Dann führt dieses zutreffende Statement:
off-peak schrieb:Ehrlich gesagt, an Dramen dieser Art sind Regierungen nicht unschuldig. Solange man medizinischen Laien erlaubt, Patienten nach Lust und Laune ungeprüfte Mittel zu verabreichen, fördert man diese Art von Wahnsinn geradezu.
...zu der logischen Konsequenz, dass die Möglichkeit ausgeschlossen werden muss, dass (selbstherrliche) Scharlatane über Leben und Tod entscheiden. Nicht im Europa des 21. Jahrhunderts. Und sonstwo auch nicht. Dies führt weiter dazu, dass dem Heilpraktikertum in der Form, wie es zugelassen ist, die Basis entzogen werden muss. (Was, liebe Kita-Rhetotiker keine Aussage darüber ist und in keinem argumentativ-logischen Zusammenhang damit steht, dass auch unter der Betreuung fachlich qualifizierter Ärzte Menschen sterben und/oder Behandlungsfehler möglich sind. Oder die Pharma-Industrie Studien in Auftrag gibt. Auf entsprechende Gegenargumente ist daher bitte zu verzichten, um Anstand, Sitte und Niveau zu bewahren.)
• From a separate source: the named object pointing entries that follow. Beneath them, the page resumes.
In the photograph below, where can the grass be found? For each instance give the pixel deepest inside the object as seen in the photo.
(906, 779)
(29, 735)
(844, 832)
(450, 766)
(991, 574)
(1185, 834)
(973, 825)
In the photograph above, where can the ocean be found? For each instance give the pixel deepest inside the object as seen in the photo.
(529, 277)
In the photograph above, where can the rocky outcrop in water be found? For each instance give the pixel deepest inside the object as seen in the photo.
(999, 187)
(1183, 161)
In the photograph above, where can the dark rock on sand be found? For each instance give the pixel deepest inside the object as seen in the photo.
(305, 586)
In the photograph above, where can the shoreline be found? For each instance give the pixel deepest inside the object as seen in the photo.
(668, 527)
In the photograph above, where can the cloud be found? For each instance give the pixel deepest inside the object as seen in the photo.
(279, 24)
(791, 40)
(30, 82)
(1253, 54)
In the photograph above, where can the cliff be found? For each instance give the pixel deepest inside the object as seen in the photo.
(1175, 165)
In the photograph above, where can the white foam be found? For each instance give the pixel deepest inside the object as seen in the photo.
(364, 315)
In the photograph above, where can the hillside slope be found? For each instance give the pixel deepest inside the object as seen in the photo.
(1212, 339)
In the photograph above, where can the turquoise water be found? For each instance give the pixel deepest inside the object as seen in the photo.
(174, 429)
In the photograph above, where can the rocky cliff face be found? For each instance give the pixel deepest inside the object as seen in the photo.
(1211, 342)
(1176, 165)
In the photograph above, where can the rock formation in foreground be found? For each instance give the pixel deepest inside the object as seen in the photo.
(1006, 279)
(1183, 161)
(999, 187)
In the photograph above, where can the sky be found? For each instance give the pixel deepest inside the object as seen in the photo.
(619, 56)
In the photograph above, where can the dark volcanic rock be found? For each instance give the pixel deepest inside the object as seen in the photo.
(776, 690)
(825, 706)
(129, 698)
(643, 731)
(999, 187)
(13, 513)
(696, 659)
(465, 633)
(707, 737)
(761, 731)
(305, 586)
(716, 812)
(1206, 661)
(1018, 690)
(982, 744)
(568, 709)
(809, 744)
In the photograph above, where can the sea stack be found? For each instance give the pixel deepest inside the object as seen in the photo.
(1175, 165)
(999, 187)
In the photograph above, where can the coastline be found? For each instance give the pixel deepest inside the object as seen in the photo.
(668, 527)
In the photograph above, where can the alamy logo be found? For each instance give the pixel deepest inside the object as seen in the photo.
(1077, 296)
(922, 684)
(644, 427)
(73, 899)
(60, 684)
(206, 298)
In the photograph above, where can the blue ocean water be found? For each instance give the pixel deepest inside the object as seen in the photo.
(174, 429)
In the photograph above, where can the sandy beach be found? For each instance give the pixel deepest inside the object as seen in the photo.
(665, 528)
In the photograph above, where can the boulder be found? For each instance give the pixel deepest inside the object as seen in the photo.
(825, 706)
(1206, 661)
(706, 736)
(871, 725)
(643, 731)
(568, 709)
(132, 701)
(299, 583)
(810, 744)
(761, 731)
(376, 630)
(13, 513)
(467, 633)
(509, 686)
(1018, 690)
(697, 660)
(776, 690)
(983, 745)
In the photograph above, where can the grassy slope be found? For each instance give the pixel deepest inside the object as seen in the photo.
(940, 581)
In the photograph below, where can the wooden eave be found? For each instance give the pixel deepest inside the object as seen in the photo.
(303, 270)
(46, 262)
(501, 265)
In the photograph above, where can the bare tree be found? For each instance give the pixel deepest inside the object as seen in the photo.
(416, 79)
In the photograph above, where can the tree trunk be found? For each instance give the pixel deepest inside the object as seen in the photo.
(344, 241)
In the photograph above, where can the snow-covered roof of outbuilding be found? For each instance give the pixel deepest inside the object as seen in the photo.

Juristisch stringent wäre an dieser Stelle die Forderung nach einem "Verbot" wohl kaum, implizierte ein solches doch, dass es eine Genehmigung gegeben habe. Diese würde ferner einen Genehmigungsantrag voraussetzen. Bezüglich etwas in diesem Falle noch zu Definierendem. Denn kein HP-Anwärter stellt sich, jedenfalls nicht zu erwarten bei der Zulassungsprüfung, mit einer eigenen Heilmethode vor. Und wenn er es täte, liefe er beim stempelgebenden Amtsarzt ins Leere mit seiner Initiative. De facto (alles einschlägig nachzusehen bei Bedarf) handelt es sich bei der HP-Zulassung aber nicht um eine ausdrückliche Genehmigung, etwas auszuüben, sondern um den - viel zu oft gescheiterten - Versuch, das Schlimmste zu verhindern.
Kurz: Das Heilpraktikertum gehört abgeschafft. Auf der Stelle. Sollte es Interessengruppen geben, die den Bedarf anmelden, dieses obsolete "Berufsbild" des Heilpraktikers durch ein staatlich anerkanntes und fachlich geprüftes zu ersetzen, wäre an erster Stelle wohl die Frage zu beantworten, welche Qualifikation, wenn nicht die des Arztes, geeignet ist, die in der Behandlung jeglicher Patienten weichenstellende Anamnese durchzuführen.
Sollten Interessensgruppen oder andere Bedenkenträger anmelden, das in der gelebten Berufspraxis - im Rahmen der gesetzlichen Bestimmungen ausgeübt - Handeln der Ärzteschaft sei unzufriedenstellend, wäre es nur folgerichtig, an diesem Punkt anzusetzen und Verbesserungen anzustreben, anstatt zusätzlich eine per Definition minderqualifizerte Alternative etablieren zu wollen. Berufsbilder für untergeordnete, z. T. ausführende Tätigkeiten (MTA, div. Therapeuten) sind in staatlich anerkannter Form bekanntlich längst eingeführt.
Kurz: Den "Arzt light" kann es nicht geben - die untergeordneten Berufe gibt es längst. Leider aber nur mit Qualifikation und so Elite-KramHeilungsversprechen wider besseres Wissen und Gewissen: Hier kommen wir endlich noch mal kurz auf Homöopathie & Co. zu sprechen. Je höher der Ausbildungsgrad des fürsprechenden Therapeuten, desto höher die Mitschuld an der Nicht-Heilung in jedem Fall. Einen Hauptschul-Absolventen, der der die Heilpraktiker-Zulassung erlangt und es dennoch versäumt, Patienten an einen Arzt zu verweisen, sofern dies erfolderlich wäre, trifft eine geringere Schuld als den Arzt, der es versäumt, sein besseres Wissen zu verleugnen und Homöopathie et al. anzuwenden und dem Patienten auf diesem Wege die Behandlung zu verweigern, sollte sie seinem per Medizinstudium erworbenen Fachkenntnissen zufolge erforderlich sein.
In beiden Fällen ist indessen die Schuldlast gleich. Im Falle des unqualifizierten Heilpraktikers läuft der Differenzbetrag in anteilig höherer Summe beim Gesetzgeber auf; im zweiten Fall ist ein höherer Grad an persönlicher Verantwortung beim nicht behandelnden Arzt in Rechnung zu stellen; was den Gesetzgeber nicht von der moralischen Pflicht entbindet, die obsoltete und trügerische "Zusatzqualifikation Homöopath" explizit zu verbieten und damit in Unrecht zu stellen.